Automation company, Siemens unveiled a data visualisation of Cape Town at the World Economic Forum (WEF) conference. The visualisation, which was showcased to leaders from all over the globe, is said to illustrate how data is critical to transforming Africa’s urban centres into smart cities of the future.
According to Siemens, the brightly weaved fabric – inspired by Bo Kaap (one of Cape Town’s most distinct and colourful neighbourhoods) – outlines various infrastructure points of the city and its underlying data. Some of the points include buildings, marine traffic, railway congestion, zoning, waste-water plants, postal routes, trees, borders, pipelines and the ocean.
“These data patterns speak about unlocking the potential of African cities through digital ingenuity. Data on each infrastructure point gives greater insight on the challenges being faced in the city, and helps leaders make smart urban planning decisions in future,” says Siemens Head of Corporate Communications for Southern and Eastern Africa, Keshin Govender.
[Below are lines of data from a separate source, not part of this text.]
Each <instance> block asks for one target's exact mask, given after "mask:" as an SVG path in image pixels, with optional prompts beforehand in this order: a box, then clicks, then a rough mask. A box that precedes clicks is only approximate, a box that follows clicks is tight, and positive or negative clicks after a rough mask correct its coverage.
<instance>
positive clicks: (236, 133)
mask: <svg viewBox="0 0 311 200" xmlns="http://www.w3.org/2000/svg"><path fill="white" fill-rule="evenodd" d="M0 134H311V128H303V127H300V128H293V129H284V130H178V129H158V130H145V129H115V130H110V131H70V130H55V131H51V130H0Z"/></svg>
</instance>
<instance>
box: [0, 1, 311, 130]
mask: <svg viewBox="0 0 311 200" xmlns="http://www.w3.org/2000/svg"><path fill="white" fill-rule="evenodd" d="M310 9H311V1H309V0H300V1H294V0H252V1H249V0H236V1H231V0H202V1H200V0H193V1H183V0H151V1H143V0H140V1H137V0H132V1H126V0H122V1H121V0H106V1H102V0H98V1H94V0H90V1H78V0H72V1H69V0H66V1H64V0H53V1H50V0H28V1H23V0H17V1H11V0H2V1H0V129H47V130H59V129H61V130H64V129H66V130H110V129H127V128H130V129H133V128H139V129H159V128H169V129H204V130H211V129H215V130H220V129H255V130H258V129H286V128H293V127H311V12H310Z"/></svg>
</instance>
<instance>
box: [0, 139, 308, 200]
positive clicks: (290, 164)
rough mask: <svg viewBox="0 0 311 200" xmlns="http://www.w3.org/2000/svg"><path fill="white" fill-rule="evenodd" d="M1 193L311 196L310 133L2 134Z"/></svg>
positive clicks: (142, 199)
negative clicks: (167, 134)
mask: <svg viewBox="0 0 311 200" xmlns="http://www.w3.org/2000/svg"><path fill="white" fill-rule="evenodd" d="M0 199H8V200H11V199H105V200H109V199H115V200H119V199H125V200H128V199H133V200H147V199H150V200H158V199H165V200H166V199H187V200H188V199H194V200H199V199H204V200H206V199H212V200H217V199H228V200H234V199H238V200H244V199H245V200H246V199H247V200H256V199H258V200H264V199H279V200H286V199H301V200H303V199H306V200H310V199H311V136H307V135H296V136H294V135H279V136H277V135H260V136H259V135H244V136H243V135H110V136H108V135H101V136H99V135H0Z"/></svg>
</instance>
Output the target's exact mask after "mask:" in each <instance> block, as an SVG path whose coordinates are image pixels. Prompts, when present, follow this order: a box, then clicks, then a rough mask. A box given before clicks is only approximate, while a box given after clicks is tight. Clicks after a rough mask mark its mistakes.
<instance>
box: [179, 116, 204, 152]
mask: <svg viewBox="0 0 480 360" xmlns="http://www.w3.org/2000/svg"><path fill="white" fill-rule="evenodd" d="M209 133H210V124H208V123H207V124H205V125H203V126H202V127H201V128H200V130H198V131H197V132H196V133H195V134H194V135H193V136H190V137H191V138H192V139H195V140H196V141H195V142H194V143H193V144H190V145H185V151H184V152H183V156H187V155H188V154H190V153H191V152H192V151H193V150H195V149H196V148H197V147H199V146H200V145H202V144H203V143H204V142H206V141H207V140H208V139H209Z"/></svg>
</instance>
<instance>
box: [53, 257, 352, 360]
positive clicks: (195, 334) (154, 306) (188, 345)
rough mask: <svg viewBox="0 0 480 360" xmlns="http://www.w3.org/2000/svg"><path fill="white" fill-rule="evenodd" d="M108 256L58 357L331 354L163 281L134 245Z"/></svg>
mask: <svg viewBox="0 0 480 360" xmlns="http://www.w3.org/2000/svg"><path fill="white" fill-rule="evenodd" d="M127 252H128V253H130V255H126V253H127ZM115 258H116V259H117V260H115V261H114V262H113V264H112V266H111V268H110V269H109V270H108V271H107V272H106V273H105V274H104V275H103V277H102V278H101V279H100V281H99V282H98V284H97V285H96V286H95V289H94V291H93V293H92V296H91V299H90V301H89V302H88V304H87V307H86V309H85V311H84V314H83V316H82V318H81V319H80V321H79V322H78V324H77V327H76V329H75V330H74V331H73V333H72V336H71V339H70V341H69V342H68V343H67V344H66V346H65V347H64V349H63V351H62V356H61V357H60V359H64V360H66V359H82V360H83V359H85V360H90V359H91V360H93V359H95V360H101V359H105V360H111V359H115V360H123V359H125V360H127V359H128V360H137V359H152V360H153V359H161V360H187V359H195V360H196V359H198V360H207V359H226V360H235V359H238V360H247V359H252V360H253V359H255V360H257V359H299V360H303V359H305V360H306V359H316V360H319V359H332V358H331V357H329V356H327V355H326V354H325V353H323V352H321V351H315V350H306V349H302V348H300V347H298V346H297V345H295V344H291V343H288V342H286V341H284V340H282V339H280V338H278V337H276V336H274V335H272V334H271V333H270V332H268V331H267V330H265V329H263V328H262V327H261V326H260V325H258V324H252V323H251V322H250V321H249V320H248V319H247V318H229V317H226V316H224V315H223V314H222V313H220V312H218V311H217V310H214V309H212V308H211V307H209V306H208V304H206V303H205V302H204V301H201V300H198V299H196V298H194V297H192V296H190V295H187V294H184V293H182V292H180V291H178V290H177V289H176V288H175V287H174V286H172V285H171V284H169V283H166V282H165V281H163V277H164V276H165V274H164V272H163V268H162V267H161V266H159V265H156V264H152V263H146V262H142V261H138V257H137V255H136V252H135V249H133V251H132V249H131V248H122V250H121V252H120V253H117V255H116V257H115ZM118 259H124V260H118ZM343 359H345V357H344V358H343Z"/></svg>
“Siemens has a long history with the City of Cape Town and has assisted in developing and maintaining many landmark projects. Throughout the years, we understood the challenges it faced and in future, we are open to continuing these kinds of partnerships to help create a more connected, efficient and powered city.”
Siemens’ first began working in the city of Cape Town in 1860 when it developed the first telegraph line between Cape Town and Simonstown. Since it’s inception, the company constructed the first public power station, electrified the Table Mountain cableway, commissioned the first hybrid Mediclinic laboratory and completed the Sere Wind Farm.
“Cape Town has come a long way since 1860, and going forward with smart infrastructure connecting energy systems, buildings and industries, there will be an evolution in the way the city serves its citizens in their daily lives.”
“It’s clear that Cape Town is embracing the Fourth industrial revolution. With our expertise in automation, electrification and digitalisation, Cape Town will remain a powerhouse in Africa and lead the continent’s digitalisation revolution,” concludes Govender.